MSc (Med), Clinical Microbiology and Infectious Diseases, Faculty of Health Sciences, University of the Witwaterstrand / Emergence and spread of resistance to ciprofloxacin among Neisseria
gonorrhoeae strains has reduced the options of effective treatment for
gonococcal infections and has become a concern worldwide. Up until 2008,
ciprofloxacin was recommended first-line therapy for treatment of presumptive N.
gonorrhoeae infections in South Africa. At the time this MSc project was
conceived, ciprofloxacin was still used as first-line therapy for presumptive
gonococcal infections.
A real-time polymerase chain reaction (PCR) assay was used to detect
ciprofloxacin-resistant N. gonorrhoeae in DNA extracted from non-invasive urine
samples collected as part of the national microbiological surveillance (NMS)
programme during 2006-2007. The molecular epidemiology of ciprofloxacinresistant
Neisseria gonorrhoeae was investigated by sequencing the quinolone
resistance determining regions (QRDR) of the gyrA and parC genes of N.
gonorrhoeae and performing N. gonorrhoeae multi-antigen sequence typing (NGMAST).
As part of the NMS program for sexually transmitted infections (STIs) urine and
urethral swabs were collected from men presenting with urethral discharge at
primary health care clinics in Johannesburg (Gauteng), Cape Town (Western
Cape) and Kimberley (Northern Cape). Urine samples and cultured N.
gonorrhoeae isolates from 2006-2007 were stored at -700C and available for this
study. Gonococci, previously isolated from urethral swabs, were subcultured
directly onto New York City media. Isolate identity was re-confirmed by typical
colony morphology and biochemical tests. Urine samples from Johannesburg
were tested in order to develop the real-time PCR protocol. Subsequently,
paired urethral swab DNA and N. gonorrhoeae cultures were tested from NMS
patients recruited in Kimberley and Cape Town. Where possible, the PCR assay
results were compared with paired antibiotic susceptibility data for ciprofloxacin.
Quinolone resistance determining regions (QRDR) for gyrA and parC were screened for known point mutations associated with resistance to ciprofloxacin.
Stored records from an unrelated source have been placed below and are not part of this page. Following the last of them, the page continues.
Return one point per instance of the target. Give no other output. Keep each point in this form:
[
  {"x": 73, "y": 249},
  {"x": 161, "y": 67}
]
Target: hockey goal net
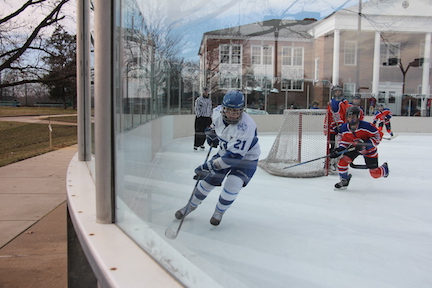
[{"x": 301, "y": 138}]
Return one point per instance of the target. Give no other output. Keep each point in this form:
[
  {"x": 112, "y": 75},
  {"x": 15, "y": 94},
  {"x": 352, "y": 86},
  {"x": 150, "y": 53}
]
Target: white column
[
  {"x": 336, "y": 49},
  {"x": 426, "y": 69},
  {"x": 103, "y": 97},
  {"x": 83, "y": 80},
  {"x": 376, "y": 65}
]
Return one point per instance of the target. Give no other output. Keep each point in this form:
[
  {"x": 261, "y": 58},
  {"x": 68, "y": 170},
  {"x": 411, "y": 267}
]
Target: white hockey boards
[{"x": 301, "y": 138}]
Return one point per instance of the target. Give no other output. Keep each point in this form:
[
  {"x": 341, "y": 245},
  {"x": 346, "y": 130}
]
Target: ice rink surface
[{"x": 291, "y": 232}]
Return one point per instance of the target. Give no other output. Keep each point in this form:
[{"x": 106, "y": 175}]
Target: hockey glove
[
  {"x": 211, "y": 137},
  {"x": 336, "y": 152},
  {"x": 361, "y": 145},
  {"x": 207, "y": 169}
]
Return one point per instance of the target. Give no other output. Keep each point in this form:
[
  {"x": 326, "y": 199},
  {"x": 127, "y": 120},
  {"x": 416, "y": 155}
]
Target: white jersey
[{"x": 236, "y": 141}]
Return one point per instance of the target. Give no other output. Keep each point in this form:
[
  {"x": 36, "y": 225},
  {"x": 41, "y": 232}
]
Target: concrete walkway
[{"x": 33, "y": 237}]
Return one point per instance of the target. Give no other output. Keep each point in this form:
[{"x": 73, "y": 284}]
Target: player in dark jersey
[
  {"x": 358, "y": 138},
  {"x": 382, "y": 117}
]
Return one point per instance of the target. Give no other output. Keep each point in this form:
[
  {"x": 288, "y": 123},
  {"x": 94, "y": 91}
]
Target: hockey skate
[
  {"x": 333, "y": 166},
  {"x": 180, "y": 214},
  {"x": 343, "y": 184},
  {"x": 386, "y": 170},
  {"x": 216, "y": 218}
]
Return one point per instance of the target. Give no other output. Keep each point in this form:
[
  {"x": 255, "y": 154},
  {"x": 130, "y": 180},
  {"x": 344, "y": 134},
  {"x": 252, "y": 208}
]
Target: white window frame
[
  {"x": 291, "y": 85},
  {"x": 261, "y": 55},
  {"x": 316, "y": 74},
  {"x": 293, "y": 56},
  {"x": 350, "y": 53},
  {"x": 349, "y": 89},
  {"x": 389, "y": 51},
  {"x": 230, "y": 54}
]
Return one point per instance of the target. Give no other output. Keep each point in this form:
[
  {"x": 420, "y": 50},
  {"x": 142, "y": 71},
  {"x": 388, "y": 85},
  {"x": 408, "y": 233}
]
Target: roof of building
[{"x": 271, "y": 28}]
Detection of mutations by the real-time PCR assay generally agreed with the
phenotype of either decreased susceptibility or resistance to ciprofloxacin. All
ciprofloxacin resistant gonococcal isolates had the same gyrA and parC
mutations, which initially suggested that quinolone resistant N. gonorrhoeae
(QRNG) in Kimberley, Cape Town and Johannesburg, may be attributed to the
spread of a single clone. The use of a more discriminatory typing scheme,
Neisseria gonorrhoeae Multi-Antigen Sequence Typing (NG-MAST) genotyping,
revealed that ciprofloxacin resistant gonococcal isolates in Johannesburg and
Cape Town were heterogeneous, with sequence type (ST) 217 being most
prevalent in both cities (5/16, Johannesburg; 7/11, Cape Town). In contrast, all
eight QRNG isolates from Kimberley were typed as ST 533.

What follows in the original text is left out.